The Province of Syracuse

Fifty miles south of Catania, the ancient city of Syracuse is located on the small island of Ortygia. Because the area was covered by swamps, the Greeks called the city Sirako which means marsh. Syracuse had a brilliant historic period, under the jurisdiction of the Athenians, when it was the capital of Megale’ Hellas, meaning Great Greece. In 663 AD, it had a brief period of splendor when it became the capital of the Byzantine Empire.

Syracuse has approximately 135,000 inhabitants. The province is rich with water, a benefit to agriculture, in particular to the cultivation of the Pachino tomatoes, the small, sweet tomatoes that are very popular all over Italy and the world.

The renowned cuisine of Syracuse is distinguished for the simplicity of presentation and the limited number of ingredients used in the recipes. This provides the opportunity to single out and appreciate the different flavors of the ingredients used.


The ‘mpanata Siracusana is baked bread dough stuffed with bitter broccoli rabe, sweet sausages, onions and sharp Caciocavallo cheese:a unique combination of bitter-sweet-salty.
The Spartan eggplant salad, caponatina, is different from the very same dish made in other parts of Sicily. Here it is made with fried eggplant, sautéed celery, not too many capers, a few olives, sweetened vinegar and grated chocolate. Eat it cold as an unusual appetizer!
Fried bread is a snack served while waiting for dinner to start.   


Fusilli alla Siracusana is pasta with a sauce made of eggplants, peppers, olives, capers, and anchovies instead of salt. Pasta col nero dei todari, the strange-looking but delectable homemade linguine, taghiarini, with cuttlefish is served with black sauce made from the cuttlefish’s sack containing a black liquid.Ravioli di Ricotta are served with a light tomato sauce and stuffed with the local ricotta and Caciocavallo Ebleo cheese made in the province of Syracuse.

Pasta with ink of cuttle fish  

Rabbits, which are abundant in the region, are sautéed with onions and potatoes and then baked with wine or vinegar and sugar and called coniglio alla stemperata. Sautéed rabbits are also slowly cooked in tomato and the sauce served over homemade taghiarini, ribbon-shaped pasta. 



The Ionian Sea, touching the shores of this province, is a fish haven and rich with a variety of fish.
Fishing is actively undertaken and beneficial to the local economy. Oyster farming is also an enterprise well expanded.
In season, tuna fish is plentiful. It is preserved by housewives and commercially processed and packed by the local factories. Tuna is grilled, covered with a sauce called salmoriglio made with local lemon, fresh oregano, parsley and olive oil. Another popular dish is tonno alla ghiotta, tuna cooked in light tomato sauce, potatoes, herbs and spices. Grilled eels, which are copious in the marshes surrounding Syracuse, are another local specialty. Zuppa di pesce, soup of fish made in Syracuse is unique in taste and in the cooking technique used. Tender and lemony octopus salad can be served as a main dish or appetizer. A very uncomplicated pasta with local creamy ricotta cheese and no other ingredients iis another much sought-after Syracuse dish. 
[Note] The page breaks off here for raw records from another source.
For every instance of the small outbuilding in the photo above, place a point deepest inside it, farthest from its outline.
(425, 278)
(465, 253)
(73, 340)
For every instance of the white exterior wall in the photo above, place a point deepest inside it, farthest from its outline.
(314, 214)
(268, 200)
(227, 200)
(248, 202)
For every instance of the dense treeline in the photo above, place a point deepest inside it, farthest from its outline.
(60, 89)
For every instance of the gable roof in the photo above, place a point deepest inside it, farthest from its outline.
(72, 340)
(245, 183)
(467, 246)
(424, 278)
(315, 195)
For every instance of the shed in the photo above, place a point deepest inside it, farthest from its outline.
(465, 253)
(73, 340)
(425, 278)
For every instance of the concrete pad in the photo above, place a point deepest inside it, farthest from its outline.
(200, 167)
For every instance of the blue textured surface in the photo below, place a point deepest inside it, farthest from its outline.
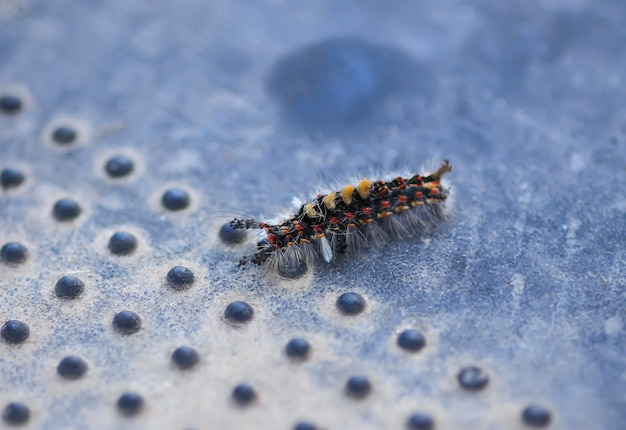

Many vegetables are offered as side dishes; chickpeas and fava are preferred. The popular ceci all’insalata, are boiled chickpeas served with oil and vinegar. The plentiful fava, broad beans, either fresh or dry, are sautéed with onions or boiled with whole garlic cloves and dressed with vinegar, oil and oregano or just salt and pepper for a snack.
In Syracuse, artichokes are stuffed with a combination of local cheese, parsley, garlic, and onion. A few drops of oil are drizzled on top and they are steamed. Very simple, very delicious!

The variety of Syracuse cheeses are famous all over the world—to name a few: the semi-fresh pecorino pepato with whole fresh pepper berries is a zesty table cheese and the Caciocavallo Siracusano, which can be mild and smooth when young and aged to 4 months or sharp-tasting  and salty when aged over 6 months. 

Let us not forget that one of the best wines in the world is the well-known Nero di Avola, made in the province of Syracuse! 

Pastries with dry figs are made in the region, as well as a variety of other mouthwatering desserts. These include: the gatto’, a sponge cake that combines ricotta with cinnamon, sugar and candied fruits; cassatedda, a baked or fried ricotta cream turnover similar to those made in Trapani; affuca parrini, plain cookies to dunk in wine; and the S-shaped biscuits called grandma cookies. Many other desserts are on hand at the conclusion of a meal or for a treat to enjoy with a cappuccino. 

The cuccia of Saint Lucy, the city’s patron, is made with cooked grain, milk and chocolate and is sampled often, but on December 13, Saint Lucy’s Day, it is a must on every table.